CEM ANOS DE JOSUÉ DE CASTRO: O QUE MELHOROU? 
Leandro Castro

Há cem anos, na cidade de Recife, nascia Josué Apolônio de Castro. Oriundo de uma família modesta, forma-se em medicina aos 21 anos e, aos 29 anos, em filosofia. Sua inquietação humanística o lançou à procura de respostas frente ao problema da fome. 
Com suas pesquisas fisiológicas, pôde reconhecer os malefícios causados pela ausência de uma alimentação adequada, desvendando, assim, uma das perspectivas da fome, que dizia ele serem três: a biológica, a econômica e a social. 

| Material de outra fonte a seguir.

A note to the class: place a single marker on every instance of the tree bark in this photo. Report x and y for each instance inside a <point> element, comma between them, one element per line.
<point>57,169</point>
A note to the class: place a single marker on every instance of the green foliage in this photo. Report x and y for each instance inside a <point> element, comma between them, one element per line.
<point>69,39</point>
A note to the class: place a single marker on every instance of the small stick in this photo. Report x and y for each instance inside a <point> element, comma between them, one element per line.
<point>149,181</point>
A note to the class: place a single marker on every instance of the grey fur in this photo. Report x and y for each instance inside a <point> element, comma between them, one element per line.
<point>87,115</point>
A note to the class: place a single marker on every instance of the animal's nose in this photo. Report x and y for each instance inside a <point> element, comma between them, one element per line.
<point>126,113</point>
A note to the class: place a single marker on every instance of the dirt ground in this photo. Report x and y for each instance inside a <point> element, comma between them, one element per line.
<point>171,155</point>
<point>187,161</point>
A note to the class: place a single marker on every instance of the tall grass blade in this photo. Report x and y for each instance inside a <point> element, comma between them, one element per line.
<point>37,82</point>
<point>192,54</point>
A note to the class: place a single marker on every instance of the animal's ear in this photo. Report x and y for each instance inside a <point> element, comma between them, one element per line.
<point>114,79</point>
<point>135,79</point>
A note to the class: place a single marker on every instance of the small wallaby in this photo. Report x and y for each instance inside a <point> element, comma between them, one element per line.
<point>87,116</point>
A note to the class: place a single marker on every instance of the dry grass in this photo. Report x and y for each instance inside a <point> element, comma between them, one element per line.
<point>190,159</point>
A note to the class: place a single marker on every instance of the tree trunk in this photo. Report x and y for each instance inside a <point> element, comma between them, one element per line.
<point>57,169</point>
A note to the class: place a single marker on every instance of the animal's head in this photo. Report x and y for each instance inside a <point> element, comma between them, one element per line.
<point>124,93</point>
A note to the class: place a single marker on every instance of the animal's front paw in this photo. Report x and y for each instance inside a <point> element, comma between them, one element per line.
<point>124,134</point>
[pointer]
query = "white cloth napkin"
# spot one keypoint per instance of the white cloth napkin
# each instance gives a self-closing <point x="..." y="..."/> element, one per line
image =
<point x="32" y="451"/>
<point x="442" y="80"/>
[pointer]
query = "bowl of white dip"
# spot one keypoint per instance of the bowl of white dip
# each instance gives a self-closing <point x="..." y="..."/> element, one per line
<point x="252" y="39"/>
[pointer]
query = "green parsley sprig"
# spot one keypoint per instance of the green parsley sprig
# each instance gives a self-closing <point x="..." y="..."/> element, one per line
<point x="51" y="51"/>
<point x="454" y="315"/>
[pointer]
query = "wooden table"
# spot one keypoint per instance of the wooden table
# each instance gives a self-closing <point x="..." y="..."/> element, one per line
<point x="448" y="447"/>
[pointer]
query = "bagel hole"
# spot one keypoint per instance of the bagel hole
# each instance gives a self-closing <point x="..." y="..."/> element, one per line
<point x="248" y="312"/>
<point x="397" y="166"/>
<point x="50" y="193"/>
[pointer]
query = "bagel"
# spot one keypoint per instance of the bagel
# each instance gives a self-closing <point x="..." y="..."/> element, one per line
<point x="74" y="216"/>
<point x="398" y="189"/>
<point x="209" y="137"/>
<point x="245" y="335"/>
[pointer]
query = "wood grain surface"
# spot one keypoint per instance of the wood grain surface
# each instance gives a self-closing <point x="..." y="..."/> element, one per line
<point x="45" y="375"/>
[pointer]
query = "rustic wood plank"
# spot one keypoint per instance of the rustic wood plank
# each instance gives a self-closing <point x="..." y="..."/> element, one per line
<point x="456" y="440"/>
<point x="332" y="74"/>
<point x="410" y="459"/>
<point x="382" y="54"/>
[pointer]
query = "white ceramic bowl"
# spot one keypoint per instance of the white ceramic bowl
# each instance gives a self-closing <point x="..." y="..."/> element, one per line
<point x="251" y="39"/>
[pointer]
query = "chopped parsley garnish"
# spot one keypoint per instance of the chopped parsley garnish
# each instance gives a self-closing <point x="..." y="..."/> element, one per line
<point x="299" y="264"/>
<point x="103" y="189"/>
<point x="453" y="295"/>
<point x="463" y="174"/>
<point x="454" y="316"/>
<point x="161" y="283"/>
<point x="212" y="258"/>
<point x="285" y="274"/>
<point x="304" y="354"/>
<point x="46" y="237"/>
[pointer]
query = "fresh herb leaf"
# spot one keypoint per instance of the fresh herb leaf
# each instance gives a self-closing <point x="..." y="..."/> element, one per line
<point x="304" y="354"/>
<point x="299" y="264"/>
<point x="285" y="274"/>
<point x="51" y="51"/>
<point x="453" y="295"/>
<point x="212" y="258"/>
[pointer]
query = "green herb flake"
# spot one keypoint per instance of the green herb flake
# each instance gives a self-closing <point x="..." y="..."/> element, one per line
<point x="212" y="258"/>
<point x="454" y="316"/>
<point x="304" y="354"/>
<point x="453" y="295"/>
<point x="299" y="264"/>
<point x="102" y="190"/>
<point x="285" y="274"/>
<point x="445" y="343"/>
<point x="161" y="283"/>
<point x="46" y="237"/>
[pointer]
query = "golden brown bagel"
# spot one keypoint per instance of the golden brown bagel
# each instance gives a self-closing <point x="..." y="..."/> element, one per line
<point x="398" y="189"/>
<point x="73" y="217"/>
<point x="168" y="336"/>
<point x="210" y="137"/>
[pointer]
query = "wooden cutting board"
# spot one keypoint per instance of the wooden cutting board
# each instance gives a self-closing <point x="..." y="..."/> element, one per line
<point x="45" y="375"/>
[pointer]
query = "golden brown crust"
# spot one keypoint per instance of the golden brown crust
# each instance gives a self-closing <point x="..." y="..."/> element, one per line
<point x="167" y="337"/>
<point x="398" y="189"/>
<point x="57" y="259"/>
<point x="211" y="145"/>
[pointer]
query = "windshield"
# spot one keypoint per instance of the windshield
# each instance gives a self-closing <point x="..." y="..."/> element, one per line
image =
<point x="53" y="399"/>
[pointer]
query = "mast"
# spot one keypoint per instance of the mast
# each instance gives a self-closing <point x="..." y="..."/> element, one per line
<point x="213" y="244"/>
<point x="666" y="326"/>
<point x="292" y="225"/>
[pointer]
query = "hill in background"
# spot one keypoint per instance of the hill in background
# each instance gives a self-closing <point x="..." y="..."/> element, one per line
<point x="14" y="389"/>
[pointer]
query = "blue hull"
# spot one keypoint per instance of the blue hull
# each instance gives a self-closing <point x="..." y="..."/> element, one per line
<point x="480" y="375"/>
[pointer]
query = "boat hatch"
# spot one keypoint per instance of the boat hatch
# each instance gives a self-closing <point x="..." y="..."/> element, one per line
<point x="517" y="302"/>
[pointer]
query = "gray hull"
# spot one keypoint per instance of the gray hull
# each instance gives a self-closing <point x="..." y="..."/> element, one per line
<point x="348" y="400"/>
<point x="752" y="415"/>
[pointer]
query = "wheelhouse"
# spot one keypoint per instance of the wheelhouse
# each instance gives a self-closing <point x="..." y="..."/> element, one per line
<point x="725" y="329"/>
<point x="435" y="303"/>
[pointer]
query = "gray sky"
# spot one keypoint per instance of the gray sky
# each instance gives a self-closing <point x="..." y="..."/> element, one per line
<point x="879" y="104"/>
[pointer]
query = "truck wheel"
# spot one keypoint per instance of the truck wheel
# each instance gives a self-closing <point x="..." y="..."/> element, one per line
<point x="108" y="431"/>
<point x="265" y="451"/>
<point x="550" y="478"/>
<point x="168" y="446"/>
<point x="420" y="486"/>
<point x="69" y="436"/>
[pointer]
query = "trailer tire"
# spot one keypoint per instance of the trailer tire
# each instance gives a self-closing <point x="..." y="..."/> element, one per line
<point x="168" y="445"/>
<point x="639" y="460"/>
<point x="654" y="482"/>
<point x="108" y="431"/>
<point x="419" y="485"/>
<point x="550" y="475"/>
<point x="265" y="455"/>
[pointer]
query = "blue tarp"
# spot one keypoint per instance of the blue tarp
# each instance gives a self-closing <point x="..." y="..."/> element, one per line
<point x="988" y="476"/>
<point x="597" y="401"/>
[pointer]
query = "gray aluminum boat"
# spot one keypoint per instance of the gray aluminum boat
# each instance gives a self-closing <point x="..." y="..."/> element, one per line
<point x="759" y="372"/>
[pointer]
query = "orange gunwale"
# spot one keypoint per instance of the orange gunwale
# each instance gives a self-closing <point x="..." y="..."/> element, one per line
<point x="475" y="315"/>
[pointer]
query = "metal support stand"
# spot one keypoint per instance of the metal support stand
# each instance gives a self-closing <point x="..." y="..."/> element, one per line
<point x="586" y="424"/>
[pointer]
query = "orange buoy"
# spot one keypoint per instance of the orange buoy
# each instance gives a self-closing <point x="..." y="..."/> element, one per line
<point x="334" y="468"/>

Josué denunciou que ao imperialismo econômico interessava tratar a alimentação apenas no âmbito da distribuição e comercialização de alimentos; por esse motivo mascarava as injustas relações que estabeleciam nos países periféricos. Via ele, assim, o subdesenvolvimento como um produto direto do desenvolvimento, e não como ausência de desenvolvimento. Já em meados do século passado tinha a clareza de que, para haver desenvolvimento, teria de haver subdesenvolvimento, pois este caráter exploratório é intrínseco ao sistema capitalista vigente. 
Quanto ao fator social, vivendo em uma sociedade racionalista na qual estava inserido, os instintos primários — como o sexo e a fome — deveriam ser colocados em segundo plano, não deveriam vir à tona. Nesse sentido, a ciência tem sua parcela de culpa ao não assumir que, mesmo após tantos avanços, não conseguiu melhorar as condições de vida da humanidade. 
Entre a sua formação em medicina e a Segunda Guerra Mundial, teve vasta publicação de livros, sendo estes os mais importantes: Geografia da Fome e Geopolítica da Fome, livros publicados em 25 idiomas, que tornaram referência mundial no assunto. 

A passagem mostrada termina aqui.